Arbre sud-africain à action antibiotique

La plupart des antibiotiques dérivent de champignons ou de bactéries. Les agents antimicrobiens de plantes sont beaucoup moins fréquents, « mais ils sont probablement une source importante de nouveaux médicaments », écrivent les auteurs de l’étude dans le Journal of Biological Chemistry. En Afrique du Sud, il y a un arbre appelé Euclea natalensis, qui a clairement un effet antibiotique dont les habitants profitent en utilisant ses branches pour se brosser les dents. En médecine traditionnelle africaine, les extraits de racines de cet arbre sont également utilisés pour le soulagement de la bronchite, de la pleurésie, de l’asthme chronique et des troubles veineux. Déjà en 1999, un groupe de recherche prouva également que les extraits bruts de l’arbre semblent actif in vitro contre les deux souches, sensible aux médicaments et résistante, de M. tuberculosis. Une découverte qui alimente l’espoir de, peut-être, développer des antibiotiques qui pourraient être utilisés en particulier contre les souches MDR-TB et XDR-TB.

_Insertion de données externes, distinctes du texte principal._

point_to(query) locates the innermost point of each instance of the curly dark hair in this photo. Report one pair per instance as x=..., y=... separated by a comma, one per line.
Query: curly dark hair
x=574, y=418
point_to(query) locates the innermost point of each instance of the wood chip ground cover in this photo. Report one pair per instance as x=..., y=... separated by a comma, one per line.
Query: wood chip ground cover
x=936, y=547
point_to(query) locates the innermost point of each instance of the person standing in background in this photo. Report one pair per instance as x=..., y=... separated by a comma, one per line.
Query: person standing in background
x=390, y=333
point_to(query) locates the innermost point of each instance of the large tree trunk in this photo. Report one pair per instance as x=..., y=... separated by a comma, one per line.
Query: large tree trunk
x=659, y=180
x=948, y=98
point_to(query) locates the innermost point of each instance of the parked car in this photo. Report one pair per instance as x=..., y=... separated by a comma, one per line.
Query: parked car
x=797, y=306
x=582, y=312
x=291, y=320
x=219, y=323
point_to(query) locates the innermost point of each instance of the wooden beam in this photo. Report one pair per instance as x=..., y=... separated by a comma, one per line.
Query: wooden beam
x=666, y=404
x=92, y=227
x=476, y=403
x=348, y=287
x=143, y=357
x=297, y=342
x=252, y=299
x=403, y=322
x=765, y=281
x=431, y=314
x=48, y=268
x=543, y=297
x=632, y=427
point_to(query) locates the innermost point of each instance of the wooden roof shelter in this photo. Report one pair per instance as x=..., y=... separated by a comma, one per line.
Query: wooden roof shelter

Inhibiteurs de la gyrase – mais pas comme les autres

La substance active dans l’extrait d’arbre fut identifiée par les scientifiques britanniques et sud-africains comme appartenant au groupe des naphtoquinones contenant la diospyrine, un inhibiteur de la gyrase. Au premier abord, ce n’est pas quelque chose de particulièrement passionnant, car les quinolones sont déjà utilisées depuis longtemps comme antibiotiques. Mais les chercheurs, dirigés par le professeur Tony Maxwell du John Innes Centre à Norwich, Royaume-Uni, purent révéler pourquoi la diospyrine agit différemment et même contre plusieurs souches bactériennes résistantes aux médicaments.
La gyrase est présente dans les bactéries et les plantes, mais pas chez les animaux et les humains, et joue un rôle important dans la réplication de l’ADN vital. Par conséquent, elle est particulièrement adaptée pour jouer le rôle de cible dans la thérapie antimicrobienne. L’enzyme est une ADN topoisomérase de type II, qui change l’orientation spatiale des molécules d’ADN fermées, en entraînant une rupture du double-brin dans l’ADN par une réaction ATP-dépendante. La gyrase est constituée de deux sous-unités, gyrA et gyrB, qui se rattachent à un complexe A2B2. D’un point de vue chimique, quatre groupes d’inhibiteurs de la gyrase sont déjà connus :

• les quinolones (avec le sous-ensemble des fluoroquinolones)
• les cinnoline
• les naphtyridines
• les pyridopyrimidines

La plupart d’entre eux inhibent l’activité de la gyrase, en stabilisant le complexe de coupure de l’ADN. Ils se lient à une poche formée à partir des restes de GyrA, GyrB et de l’ADN. Ou alors, ils bloquent le site d’accueil de l’enzyme ATPase. Cependant, la diospyrine se lie apparemment à un site précédemment inconnu, au domaine N-terminal de GyrB près du site de liaison à l’ATP et agit là comme un inhibiteur allostérique du site de liaison à l’ATP. La diospyrine contourne ainsi les mécanismes existants de résistance de l’agent pathogène de la tuberculose. « La manière dont la diospyrine agit contribue à expliquer pourquoi elle est efficace contre les deux souches, sensible aux médicaments et résistante, de l’agent pathogène de la tuberculose », déclara l’auteur principal de l’étude, le professeur Tony Maxwell. « Notre découverte montre également l’importance de l’ethnobotanique et de la préservation de la biodiversité terrestre pour trouver des solutions aux problèmes de santé mondiaux », poursuivit Maxwell. L’approche prometteuse doit maintenant voir son efficacité testée in vivo.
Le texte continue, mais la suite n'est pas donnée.